A. People in the Northern Hemisphere who had the flu in the summer or fall of 2009 most assuredly had new H1N1 and are probably protected from becoming infected again. Is there a risk of immunizing these kids? No. People who have the antibodies tolerate the vaccine as well as people who do not have the antibodies.1 Although there is not huge experience with this vaccine, there is no evidence that suggests that previous exposure would cause more vaccine reactions.

Q. What are the prospects of seeing a more modern manufacturing process than egg passage?
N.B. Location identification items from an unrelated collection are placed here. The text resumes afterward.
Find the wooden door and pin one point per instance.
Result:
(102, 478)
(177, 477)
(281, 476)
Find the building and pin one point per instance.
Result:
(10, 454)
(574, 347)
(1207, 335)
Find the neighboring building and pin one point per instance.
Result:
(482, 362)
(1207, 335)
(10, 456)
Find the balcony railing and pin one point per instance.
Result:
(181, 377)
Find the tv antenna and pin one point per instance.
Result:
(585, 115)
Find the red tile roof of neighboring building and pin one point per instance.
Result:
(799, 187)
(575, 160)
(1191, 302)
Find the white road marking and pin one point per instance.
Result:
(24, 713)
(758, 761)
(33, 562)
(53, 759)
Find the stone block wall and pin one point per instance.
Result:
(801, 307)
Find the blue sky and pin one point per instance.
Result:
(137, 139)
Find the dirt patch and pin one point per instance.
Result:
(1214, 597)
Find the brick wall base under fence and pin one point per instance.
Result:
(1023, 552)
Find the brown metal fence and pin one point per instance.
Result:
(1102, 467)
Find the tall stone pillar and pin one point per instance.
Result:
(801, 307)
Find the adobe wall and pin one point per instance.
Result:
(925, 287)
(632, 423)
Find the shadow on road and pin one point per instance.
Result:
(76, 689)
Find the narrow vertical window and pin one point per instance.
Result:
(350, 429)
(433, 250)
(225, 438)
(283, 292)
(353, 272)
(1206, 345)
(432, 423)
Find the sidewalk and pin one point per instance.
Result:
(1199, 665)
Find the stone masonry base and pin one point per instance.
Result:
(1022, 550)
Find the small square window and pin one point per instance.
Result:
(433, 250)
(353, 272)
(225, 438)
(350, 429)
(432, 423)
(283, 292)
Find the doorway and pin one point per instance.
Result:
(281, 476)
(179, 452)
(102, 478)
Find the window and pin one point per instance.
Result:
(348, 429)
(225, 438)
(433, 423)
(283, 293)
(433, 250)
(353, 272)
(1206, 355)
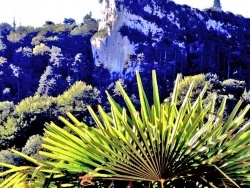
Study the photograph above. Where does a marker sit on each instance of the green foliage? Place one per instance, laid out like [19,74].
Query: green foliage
[198,81]
[40,49]
[233,87]
[246,96]
[15,36]
[28,117]
[6,108]
[32,146]
[9,157]
[166,144]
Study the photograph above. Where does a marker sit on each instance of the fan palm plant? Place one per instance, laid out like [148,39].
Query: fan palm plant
[165,145]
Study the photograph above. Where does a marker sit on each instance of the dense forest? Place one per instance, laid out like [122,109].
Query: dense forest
[48,71]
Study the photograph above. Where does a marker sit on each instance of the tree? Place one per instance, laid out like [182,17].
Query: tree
[217,5]
[163,145]
[69,21]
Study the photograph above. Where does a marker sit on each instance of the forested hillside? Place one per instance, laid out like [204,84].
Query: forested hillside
[63,67]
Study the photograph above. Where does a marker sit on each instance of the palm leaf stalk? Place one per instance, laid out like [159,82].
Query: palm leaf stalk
[167,143]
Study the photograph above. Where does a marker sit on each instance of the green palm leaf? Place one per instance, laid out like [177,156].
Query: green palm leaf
[169,143]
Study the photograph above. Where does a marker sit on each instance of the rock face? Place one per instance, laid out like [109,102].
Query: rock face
[159,34]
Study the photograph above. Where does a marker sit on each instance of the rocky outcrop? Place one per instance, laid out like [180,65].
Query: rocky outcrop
[159,34]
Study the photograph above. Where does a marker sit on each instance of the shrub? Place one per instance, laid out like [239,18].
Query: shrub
[163,145]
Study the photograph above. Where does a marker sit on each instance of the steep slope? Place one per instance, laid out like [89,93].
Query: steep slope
[171,38]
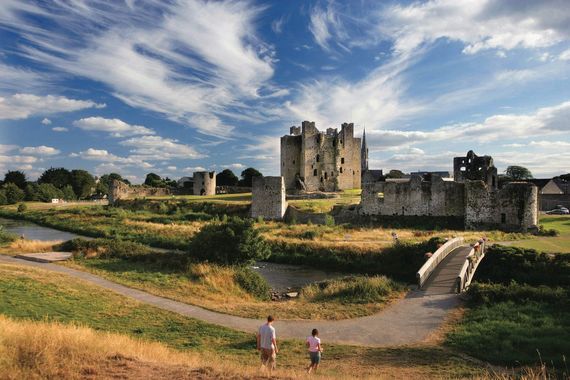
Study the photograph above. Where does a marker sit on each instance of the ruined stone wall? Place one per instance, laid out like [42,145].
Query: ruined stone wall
[120,190]
[513,208]
[204,183]
[268,198]
[290,159]
[416,197]
[326,161]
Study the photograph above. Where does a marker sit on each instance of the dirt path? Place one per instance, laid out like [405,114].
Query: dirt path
[410,320]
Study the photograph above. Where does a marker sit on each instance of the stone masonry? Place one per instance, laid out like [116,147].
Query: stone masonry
[473,195]
[204,183]
[321,161]
[268,198]
[120,190]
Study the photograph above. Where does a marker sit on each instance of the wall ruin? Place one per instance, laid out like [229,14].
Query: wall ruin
[120,190]
[268,198]
[204,183]
[322,161]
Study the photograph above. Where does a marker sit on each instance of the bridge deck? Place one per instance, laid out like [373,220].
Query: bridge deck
[442,280]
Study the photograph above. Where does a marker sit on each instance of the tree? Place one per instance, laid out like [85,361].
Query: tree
[247,177]
[59,177]
[518,173]
[13,193]
[394,173]
[67,193]
[16,177]
[226,178]
[82,183]
[45,192]
[153,180]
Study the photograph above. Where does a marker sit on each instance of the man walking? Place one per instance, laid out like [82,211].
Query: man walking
[267,345]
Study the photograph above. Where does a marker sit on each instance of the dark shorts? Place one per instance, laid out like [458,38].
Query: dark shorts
[315,357]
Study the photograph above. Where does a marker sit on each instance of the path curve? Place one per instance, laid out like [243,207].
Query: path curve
[408,321]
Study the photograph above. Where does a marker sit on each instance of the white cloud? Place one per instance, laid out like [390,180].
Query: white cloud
[22,106]
[116,127]
[565,55]
[479,25]
[191,60]
[41,150]
[325,25]
[159,148]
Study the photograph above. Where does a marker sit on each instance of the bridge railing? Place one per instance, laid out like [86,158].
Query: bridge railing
[470,265]
[426,270]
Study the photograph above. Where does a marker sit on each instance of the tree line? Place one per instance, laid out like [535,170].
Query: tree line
[70,185]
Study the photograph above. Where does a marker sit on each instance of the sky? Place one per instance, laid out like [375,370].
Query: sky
[172,87]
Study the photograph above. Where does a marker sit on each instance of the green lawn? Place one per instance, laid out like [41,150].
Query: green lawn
[34,294]
[557,244]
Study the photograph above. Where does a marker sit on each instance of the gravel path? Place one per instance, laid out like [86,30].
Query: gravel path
[410,320]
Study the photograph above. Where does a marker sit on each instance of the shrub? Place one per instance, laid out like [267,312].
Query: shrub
[234,241]
[253,283]
[352,289]
[6,237]
[105,248]
[13,193]
[505,264]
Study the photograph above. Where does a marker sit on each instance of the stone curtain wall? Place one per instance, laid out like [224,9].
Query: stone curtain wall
[204,183]
[513,208]
[268,198]
[120,190]
[416,197]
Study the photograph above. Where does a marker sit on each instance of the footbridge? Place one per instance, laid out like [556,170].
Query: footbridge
[451,268]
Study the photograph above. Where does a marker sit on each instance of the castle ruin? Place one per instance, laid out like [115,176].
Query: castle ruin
[312,160]
[472,196]
[204,183]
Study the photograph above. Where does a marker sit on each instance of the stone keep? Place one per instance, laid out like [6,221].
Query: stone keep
[204,183]
[268,198]
[321,161]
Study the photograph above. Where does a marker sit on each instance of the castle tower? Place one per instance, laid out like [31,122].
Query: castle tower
[364,154]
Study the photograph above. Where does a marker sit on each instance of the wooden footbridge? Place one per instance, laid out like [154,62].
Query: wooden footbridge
[451,268]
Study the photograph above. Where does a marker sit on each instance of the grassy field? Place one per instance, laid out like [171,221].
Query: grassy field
[33,294]
[214,287]
[556,244]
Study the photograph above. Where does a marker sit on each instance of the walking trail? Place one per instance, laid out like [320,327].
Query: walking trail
[407,321]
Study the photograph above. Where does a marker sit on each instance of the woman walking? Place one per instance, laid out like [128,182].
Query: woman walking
[315,349]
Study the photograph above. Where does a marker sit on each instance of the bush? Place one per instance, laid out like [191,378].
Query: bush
[234,241]
[253,283]
[105,248]
[505,264]
[6,237]
[352,289]
[13,193]
[400,261]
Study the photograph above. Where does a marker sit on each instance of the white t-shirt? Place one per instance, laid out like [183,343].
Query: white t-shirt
[266,334]
[314,343]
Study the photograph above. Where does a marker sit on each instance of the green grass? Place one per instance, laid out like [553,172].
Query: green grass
[34,294]
[557,244]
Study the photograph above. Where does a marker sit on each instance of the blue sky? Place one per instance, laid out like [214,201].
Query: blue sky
[177,86]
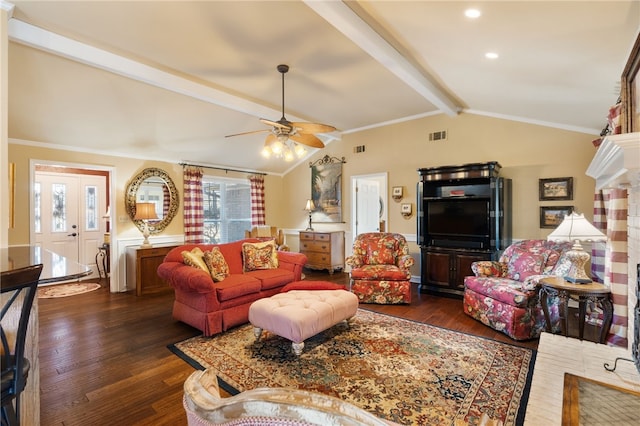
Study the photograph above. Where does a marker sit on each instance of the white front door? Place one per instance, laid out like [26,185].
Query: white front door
[369,195]
[68,210]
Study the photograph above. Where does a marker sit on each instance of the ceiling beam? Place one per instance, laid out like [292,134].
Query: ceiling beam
[30,35]
[345,20]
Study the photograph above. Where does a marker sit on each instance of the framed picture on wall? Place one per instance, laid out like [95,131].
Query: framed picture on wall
[552,216]
[556,189]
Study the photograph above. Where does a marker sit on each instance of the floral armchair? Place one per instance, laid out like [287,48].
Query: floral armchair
[380,268]
[503,294]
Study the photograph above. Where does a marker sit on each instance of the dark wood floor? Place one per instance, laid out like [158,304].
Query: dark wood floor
[104,357]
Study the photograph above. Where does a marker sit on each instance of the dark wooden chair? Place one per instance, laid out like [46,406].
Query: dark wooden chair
[15,367]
A. A tissue culture system has been developed, but eggs are still a good way of increasing the viral titers. But the tissue culture system now works to increase the viral titers as quickly as occurs in allantoid membrane, so it will likely become the standard of care within the next two years. It will be great when that happens because it is much easier to upscale tissue culture system production than egg-based systems. That improved technology is coming, but, unfortunately, it was not available in 2009.

REFERENCE

1. Plennevaux E, Sheldon E, Blatter M, et al. Immune response after a single vaccination against 2009 influenza A H1N1 in USA: a preliminary report of two randomised controlled phase 2 trials. Lancet 2010;375:41-48.